Me abraza el tiempo suficiente como para hacer que me sienta un poco mejor, y me reconforta más que cualquier palabra de ánimo. No necesito que nadie me diga que me entiende o que ha pasado por lo mismo que yo, porque no sería verdad. Cada persona es un mundo y sentimos las cosas de manera diferente, al igual que no todos afrontamos ni nos recuperamos de los problemas de la misma forma.

Salimos de la bañera, y tal y como habíamos acordado, comemos algo rápido antes de regresar a la cama. Cuando nos acostamos los primeros rayos de sol están entrando ya por la ventana, pero Ian se encarga de cerrarla para que no se cuele la luz en la habitación. Me tumbo boca arriba, con la esperanza de poder descansar un poco, y el Adonis apoya su cabeza en mi pecho, que es donde se queda dormido mientras acaricio su espalda con mis uñas.

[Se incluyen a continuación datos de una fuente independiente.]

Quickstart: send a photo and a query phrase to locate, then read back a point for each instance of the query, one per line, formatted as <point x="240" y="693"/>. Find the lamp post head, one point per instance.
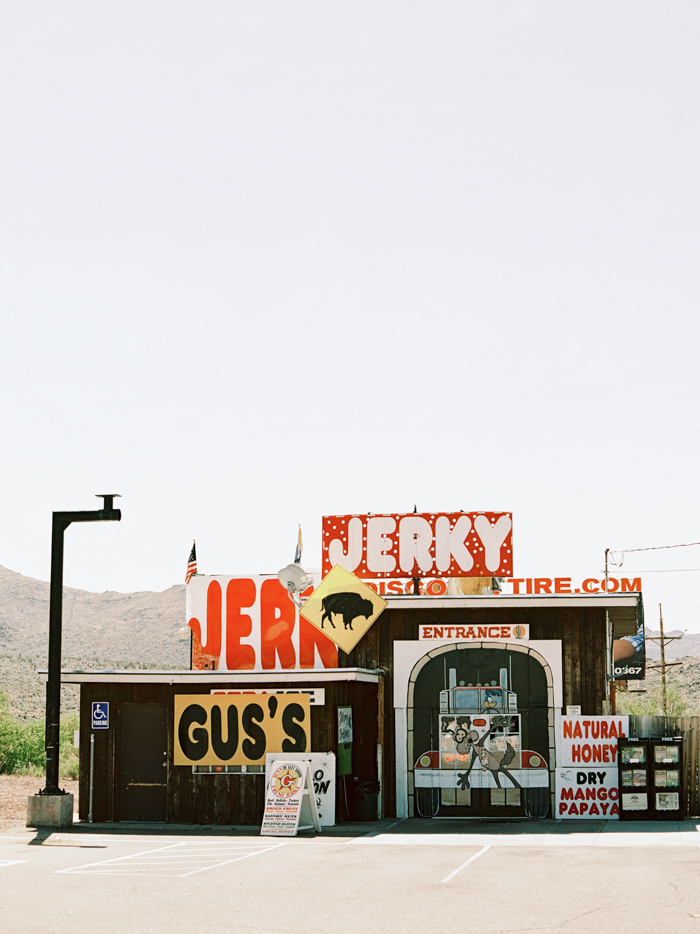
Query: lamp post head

Embriagada por el olor de Ian, y con el cuerpo anestesiado después de tanto sexo, consigo conciliar el sueño al fin, y lo hago sin temor a que alguien nos descubra.

Duermo plácidamente, recibiendo todo el calorcito que desprende el cuerpo del Adonis, hasta que este se va y me abrazo a la almohada para seguir durmiendo. No sé a dónde ha ido, aunque con lo cansada que estoy no es algo de lo que vaya a preocuparme. De lo que sí me percato es que transcurre bastante tiempo desde que se marcha hasta que vuelve a entrar por la puerta.

—Samantha —susurra tambaleándome suavemente para que despierte.

Abro los ojos poco a poco, esperando a que se acostumbren a la claridad que entra por la ventana que ahora está abierta, y cuando dirijo la mirada hacia Ian, lo encuentro en el borde de la cama más cercano a mí con una rodilla hincada en el suelo.

—Tengo que proponerte algo —anuncia mientras me quedo sin respiración.